There’s an escalating sense of scale, danger, and tension, which culminates in a satisfying climax that answers the last big question. While the plot isn’t a masterpiece of storytelling, it serves as a well-executed backdrop and driving force behind the core experience.

Gameplay is broken up into two components, the first being “Geoscape,” the strategic component in which you monitor the global situation, manage personnel, respond to requests from allied nations, dispatch aircraft to intercept alien UFOs, conduct research, spend resources on upgrades, and deploy troops to hot zones.

Choices generally don’t revolve around picking one option instead of another, but rather prioritizing the options at your disposal — should you spend your resources on upgrading your soldiers, aircraft, or technology? All will eventually require upgrading, but depending on what challenge lies around the corner, some choices are suboptimal.

The tensest aspect of Geoscape is managing worldwide “panic levels.” As it is attacked by alien threats, a major nation’s panic level rises, and should it rise too high, you’re at risk of permanently losing its monthly funding of the XCOM Project. To lower a nation’s panic level, you can deploy a satellite to monitor UFO activity or successfully complete missions located in that nation, but random elements require you to carefully plan ahead and even rely on a pinch of luck in order to keep every nation onboard.

Managing Geoscape is initially exciting, as you are forced to learn, plan, and prioritize, and it’s only toward the end of the game that the choices you have to make become limited and, consequently, less interesting. You’ve researched every technology, built every type of facility, purchased the best gear for your soldiers, and are left with little else to do outside of actual combat, which is the second component of XCOM’s gameplay.
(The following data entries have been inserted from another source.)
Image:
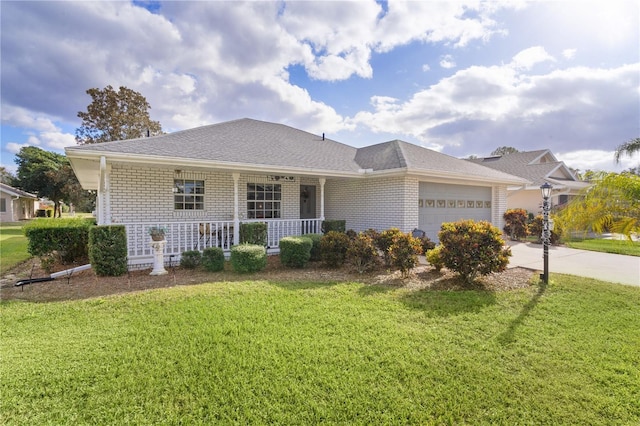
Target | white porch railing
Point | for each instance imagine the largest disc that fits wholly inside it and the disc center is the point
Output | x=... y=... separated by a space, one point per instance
x=183 y=236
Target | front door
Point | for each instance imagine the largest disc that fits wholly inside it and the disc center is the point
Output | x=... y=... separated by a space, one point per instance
x=307 y=202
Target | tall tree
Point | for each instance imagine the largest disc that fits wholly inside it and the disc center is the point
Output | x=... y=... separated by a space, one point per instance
x=113 y=116
x=612 y=204
x=46 y=174
x=6 y=177
x=628 y=148
x=504 y=150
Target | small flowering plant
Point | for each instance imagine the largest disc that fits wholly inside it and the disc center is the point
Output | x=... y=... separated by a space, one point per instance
x=157 y=233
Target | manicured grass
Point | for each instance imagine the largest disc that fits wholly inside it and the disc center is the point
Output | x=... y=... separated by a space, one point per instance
x=13 y=246
x=630 y=248
x=305 y=353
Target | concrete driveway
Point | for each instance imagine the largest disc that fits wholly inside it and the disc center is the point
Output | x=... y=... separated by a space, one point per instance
x=614 y=268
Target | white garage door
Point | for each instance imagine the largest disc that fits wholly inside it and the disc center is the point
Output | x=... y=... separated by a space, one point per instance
x=440 y=202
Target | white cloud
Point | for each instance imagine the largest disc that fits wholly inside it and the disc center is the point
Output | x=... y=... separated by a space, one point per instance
x=22 y=117
x=487 y=107
x=447 y=61
x=596 y=159
x=527 y=58
x=57 y=140
x=14 y=148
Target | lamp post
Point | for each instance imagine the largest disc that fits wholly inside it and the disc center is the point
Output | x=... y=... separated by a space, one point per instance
x=546 y=232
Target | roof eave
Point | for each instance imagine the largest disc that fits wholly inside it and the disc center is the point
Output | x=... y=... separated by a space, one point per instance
x=176 y=162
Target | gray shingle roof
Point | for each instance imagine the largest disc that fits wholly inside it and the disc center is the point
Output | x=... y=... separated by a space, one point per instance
x=400 y=154
x=243 y=141
x=251 y=142
x=523 y=164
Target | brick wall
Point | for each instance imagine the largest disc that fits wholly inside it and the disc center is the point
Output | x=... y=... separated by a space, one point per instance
x=141 y=194
x=379 y=203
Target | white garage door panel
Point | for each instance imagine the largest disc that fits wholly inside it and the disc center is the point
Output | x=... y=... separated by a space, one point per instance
x=441 y=202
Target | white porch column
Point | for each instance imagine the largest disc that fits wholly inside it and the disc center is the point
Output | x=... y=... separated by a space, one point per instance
x=236 y=216
x=322 y=182
x=103 y=206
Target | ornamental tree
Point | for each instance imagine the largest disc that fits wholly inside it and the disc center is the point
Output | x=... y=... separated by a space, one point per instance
x=113 y=116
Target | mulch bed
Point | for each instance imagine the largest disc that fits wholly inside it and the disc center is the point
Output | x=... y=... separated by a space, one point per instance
x=86 y=284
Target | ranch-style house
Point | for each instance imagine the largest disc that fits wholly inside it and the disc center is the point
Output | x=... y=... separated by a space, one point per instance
x=201 y=184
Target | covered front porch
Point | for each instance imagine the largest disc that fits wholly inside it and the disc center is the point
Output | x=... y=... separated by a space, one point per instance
x=199 y=235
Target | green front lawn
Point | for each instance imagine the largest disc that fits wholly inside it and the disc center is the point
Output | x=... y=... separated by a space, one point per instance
x=13 y=246
x=630 y=248
x=260 y=352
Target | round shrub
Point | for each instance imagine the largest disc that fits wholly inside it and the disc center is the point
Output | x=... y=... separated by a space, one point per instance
x=362 y=253
x=404 y=251
x=108 y=250
x=434 y=258
x=384 y=241
x=515 y=224
x=213 y=259
x=190 y=259
x=248 y=258
x=333 y=248
x=295 y=252
x=315 y=247
x=472 y=248
x=426 y=244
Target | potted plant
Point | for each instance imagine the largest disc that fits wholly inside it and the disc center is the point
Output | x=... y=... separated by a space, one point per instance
x=157 y=233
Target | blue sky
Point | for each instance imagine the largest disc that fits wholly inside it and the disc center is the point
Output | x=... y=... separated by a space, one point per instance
x=459 y=77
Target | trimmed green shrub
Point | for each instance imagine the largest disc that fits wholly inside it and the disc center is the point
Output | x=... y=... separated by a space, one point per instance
x=472 y=248
x=69 y=238
x=362 y=253
x=403 y=252
x=248 y=258
x=295 y=252
x=426 y=244
x=108 y=250
x=333 y=225
x=515 y=224
x=535 y=229
x=434 y=258
x=315 y=247
x=384 y=241
x=351 y=234
x=213 y=259
x=253 y=233
x=333 y=248
x=190 y=259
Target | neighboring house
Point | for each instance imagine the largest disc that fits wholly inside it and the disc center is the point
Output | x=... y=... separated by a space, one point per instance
x=16 y=204
x=537 y=167
x=202 y=183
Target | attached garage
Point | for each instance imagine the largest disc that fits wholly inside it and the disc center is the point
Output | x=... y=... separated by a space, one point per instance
x=441 y=202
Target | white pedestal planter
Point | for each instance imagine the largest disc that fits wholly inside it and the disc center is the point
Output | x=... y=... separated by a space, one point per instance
x=158 y=257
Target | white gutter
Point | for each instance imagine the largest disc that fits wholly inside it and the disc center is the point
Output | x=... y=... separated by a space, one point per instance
x=272 y=169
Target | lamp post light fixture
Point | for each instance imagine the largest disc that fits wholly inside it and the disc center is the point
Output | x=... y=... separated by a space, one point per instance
x=546 y=232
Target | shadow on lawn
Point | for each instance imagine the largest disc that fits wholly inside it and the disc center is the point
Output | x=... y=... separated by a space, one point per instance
x=508 y=336
x=447 y=303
This component consists of controlling the squad of XCOM soldiers you deploy in turn-based, isometric tactical combat. An RPG element has your soldiers level up, acquire a “class,” and gain new abilities as they successfully complete missions and rack up kills. The four classes available are the Sniper, Assault, Heavy, and Support, each fulfilling a separate combat roll and possessing corresponding abilities, such as the killer Head Shot, the blitzkrieg Run & Gun, the devastating Rocket Launcher, and the defensive Smoke Grenade.